The different types of SMPS include the following
- D.C. to D.C. Converter
- Forward Converter:
- Flyback Converter
- Self-Oscillating Flyback Converter
The main power received from the AC main is resolved and filtered as high voltage DC. Then, it is changing at an enormous rate of speed and fed to the main side of the step-down transformer. This transformer is only a segment of the size of an equivalent 50 Hz unit, thus releasing the size and weight problems. The filtered and rectified o/p at the minor side of the transformer. Then it is now sent to the o/p of the power supply. A sample of this o/p is sent back to the button to control the o/p voltage.
In a forward converter, the choke transmits the current when the transistor is leading as well as when it is not. The diode transmits the current through the OFF period of the transistor. Thus, the flow of current into the load during both the periods. The choke stores energy during the ON period and also permits some energy into the o/p load.

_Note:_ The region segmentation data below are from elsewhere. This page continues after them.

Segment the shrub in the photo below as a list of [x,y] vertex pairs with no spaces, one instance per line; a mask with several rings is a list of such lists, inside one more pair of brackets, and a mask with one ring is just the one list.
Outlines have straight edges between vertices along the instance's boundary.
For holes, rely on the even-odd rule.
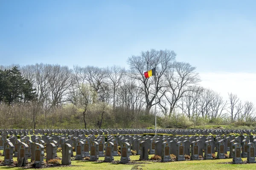
[[162,160],[162,158],[159,155],[154,155],[151,157],[150,160]]
[[49,160],[47,163],[51,164],[61,164],[61,161],[60,159],[53,159]]
[[215,155],[215,153],[212,153],[212,157],[213,159],[216,159],[217,158],[217,157],[216,156],[216,155]]
[[131,154],[132,155],[136,155],[136,154],[137,154],[137,151],[136,150],[131,150]]
[[172,161],[174,161],[175,160],[176,160],[176,157],[175,155],[174,154],[170,155],[170,158],[171,158],[171,159],[172,159]]
[[190,159],[190,156],[188,155],[185,154],[185,159]]

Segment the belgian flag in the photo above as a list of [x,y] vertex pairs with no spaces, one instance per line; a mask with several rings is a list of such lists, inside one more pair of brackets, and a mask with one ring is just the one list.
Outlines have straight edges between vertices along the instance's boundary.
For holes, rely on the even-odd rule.
[[149,71],[146,71],[144,72],[144,76],[145,76],[145,77],[146,78],[150,77],[152,76],[155,76],[156,75],[156,68],[155,67],[152,70],[150,70]]

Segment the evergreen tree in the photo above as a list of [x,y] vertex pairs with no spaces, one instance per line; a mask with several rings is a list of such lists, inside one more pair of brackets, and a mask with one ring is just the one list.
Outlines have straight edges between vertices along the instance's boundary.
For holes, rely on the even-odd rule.
[[0,71],[0,102],[11,105],[31,101],[35,99],[35,94],[31,82],[24,78],[17,67]]

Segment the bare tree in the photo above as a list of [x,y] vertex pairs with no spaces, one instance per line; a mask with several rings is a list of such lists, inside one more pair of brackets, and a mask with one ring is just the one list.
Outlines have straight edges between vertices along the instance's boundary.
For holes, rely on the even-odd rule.
[[170,105],[169,117],[174,108],[180,99],[189,91],[191,87],[200,81],[196,68],[189,63],[176,62],[173,68],[169,68],[164,74],[167,84],[167,92],[164,94]]
[[[154,103],[156,94],[165,88],[163,74],[173,67],[173,62],[176,56],[173,51],[155,49],[142,51],[140,56],[132,56],[129,57],[127,63],[130,65],[130,72],[128,75],[134,80],[134,83],[142,83],[141,88],[144,93],[146,101],[146,113],[149,113],[152,106],[159,102],[159,100]],[[156,76],[153,78],[145,78],[144,72],[156,67]],[[156,81],[156,92],[154,78]],[[163,94],[158,97],[161,99]]]
[[72,94],[74,94],[73,100],[74,102],[73,103],[83,107],[83,120],[84,123],[84,129],[86,129],[87,122],[86,116],[89,105],[91,103],[93,98],[91,88],[90,84],[86,84],[87,83],[86,78],[87,72],[85,68],[74,66],[74,71],[76,81],[76,88],[74,90],[77,91],[77,93],[76,92],[72,93]]
[[49,68],[48,81],[52,106],[57,107],[68,100],[65,99],[74,83],[72,71],[67,66],[53,65]]
[[251,121],[253,119],[253,116],[255,114],[255,107],[254,105],[251,102],[247,101],[244,102],[242,113],[241,115],[241,119],[244,121]]
[[99,90],[101,86],[106,82],[105,81],[107,76],[107,70],[105,68],[88,65],[84,71],[86,73],[85,79],[93,90],[93,103],[95,103],[96,102],[98,94],[101,92]]
[[121,82],[122,78],[125,73],[124,68],[114,65],[110,68],[108,68],[108,77],[110,80],[111,84],[112,86],[113,91],[113,108],[115,108],[116,105],[116,88]]
[[228,93],[228,96],[229,108],[230,109],[228,112],[231,116],[231,122],[233,122],[236,120],[236,116],[241,113],[243,105],[236,94],[233,94],[232,93]]

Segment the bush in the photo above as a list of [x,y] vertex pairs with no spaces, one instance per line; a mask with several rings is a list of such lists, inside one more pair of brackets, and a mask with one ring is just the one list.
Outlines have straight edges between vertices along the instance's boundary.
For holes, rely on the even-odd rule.
[[190,159],[190,156],[188,155],[185,154],[185,159]]
[[159,155],[154,155],[151,157],[150,160],[162,160],[162,157]]
[[137,151],[136,150],[131,150],[131,154],[132,155],[136,155],[136,154],[137,154]]
[[170,155],[170,158],[171,158],[171,159],[172,159],[172,161],[174,161],[176,159],[176,156],[174,154]]
[[47,163],[50,164],[61,164],[61,161],[58,159],[50,159]]

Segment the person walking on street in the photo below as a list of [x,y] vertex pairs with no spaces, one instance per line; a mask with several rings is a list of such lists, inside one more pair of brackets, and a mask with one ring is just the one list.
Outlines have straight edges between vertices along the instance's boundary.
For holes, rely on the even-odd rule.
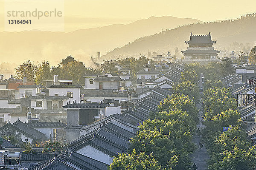
[[199,144],[199,148],[200,148],[200,150],[201,150],[202,148],[203,148],[203,144],[200,142],[198,144]]
[[198,128],[198,130],[197,130],[198,133],[198,138],[200,137],[200,135],[201,134],[201,132],[200,132],[200,130],[199,128]]
[[192,167],[193,167],[193,170],[196,170],[197,167],[196,167],[196,165],[195,165],[195,163],[194,163],[194,164],[193,165]]

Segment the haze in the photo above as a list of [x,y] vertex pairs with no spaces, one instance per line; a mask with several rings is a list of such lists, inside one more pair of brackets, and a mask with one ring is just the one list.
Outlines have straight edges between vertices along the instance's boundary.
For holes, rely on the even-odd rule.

In this converter, the magnetic field of the inductor supplies the energy throughout the ON period of the switch. The energy is collapsed into the o/p voltage circuit when the button is in the open state. The duty cycle controls the output voltage.
Self-Oscillating Flyback Converter
This is the most simple converter based on the principle of the flyback. Throughout the conduction time of the switching transistor, the flow of current through the transformer primary switches ramping up linearly with the angle equal to Vin/Lp. The induced voltage in the secondary winding and the feedback winding make the fastest recovery rectifier reverse biased and hold the conducting transistor ON. When the primary current touches a peak value ‘Ip’, where the core activates to saturate, the current inclines to increase very sharply. This cannot be supported by the fixed base drive offered by the feedback winding. As a result, the switching activates to come out of saturation.
Features between SMPS and Linear power Supply
|Features||Linear Power Supply||SMPS|
|Efficiency||25-50 %||65-75 %|
|Ripple value||Even 5 mV possible||Higher 25-50 mV|
|Overall regulation||0.1 %||0.3 %|
|RF interference||None||Can cause problem if not properly shielded|
|Magnetic material||Stalloy or CRGO core||Ferrite core|
|Weight||20-30 W\kg||About 60 W\kg|
|Reliability||More reliable||Depends on the switches|
|Transient response||Faster||Slower (in ms)|
Advantages and Disadvantages
- The main advantage of the SMPS is greater efficiency than linear regulators because the switching transistor dissolves little power when working as a switch.
- The size of SMPS is a smaller size and lighter in weight from the removal of heavy line frequency transformers, and similar heat generation. The standby power loss is frequently much less than transformers.
- Disadvantages of SMPS include better complexity, the generation of high-amplitude, the high-frequency energy that the LPF must block to avoid EMI (electromagnetic interference), harmonic frequencies, and a ripple voltage at the switching frequency.
- The low-cost SMPSs may pair electrical switching noise back onto the main power line, causing interference with equipment connected to the similar phase. Non-power factor corrected power supplies also source harmonic distortion.